There are some exceptions to that rule of thumb – as an illustration, if the funding is held inside a Canadian registered account. But when a cross-border consumer is seeking to make investments non-registered monies, Ahmed says it’s usually not advisable to place it in Canadian structured merchandise, which might be deemed as passive overseas funding firms (PFICs) for U.S. tax functions.
Whereas Ahmed stresses that choices are made on a case-by-case foundation, he says the usual recommendation within the overwhelming majority of circumstances is to keep away from problems the place doable. He and his crew attempt to adhere to that guiding philosophy, although there are conditions the place there’s a powerful cause to do in any other case.

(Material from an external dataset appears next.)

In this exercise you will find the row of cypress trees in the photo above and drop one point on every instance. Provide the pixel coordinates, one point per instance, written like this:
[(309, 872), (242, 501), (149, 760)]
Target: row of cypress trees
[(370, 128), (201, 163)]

“Usually, it’s a dialog between your monetary skilled, your tax skilled, and your self to see whether or not or not the technique is value placing cash into regardless of the tax ramifications,” he says. “What I advocate for everyone is you by no means need tax to drive the bus in your decision-making, but it surely ought to positively sit shotgun.”
Just like the overwhelming majority of cross-border funding advisors, Ahmed retains a lookout for merchandise and methods that could possibly be an excellent match for his purchasers’ wants. He makes use of Canada-listed alternate options and U.S.-listed alternate options as applicable, however isn’t conscious of any providing that addresses the particular reporting nuances related to cross-border investments.
“I have never essentially seen folks feeling like they’re left behind simply because they don’t seem to be taking part in a Canadian technique,” Ahmed says. “I’ve discovered there are nonetheless sufficient choices listed within the US to serve cross-border purchasers.”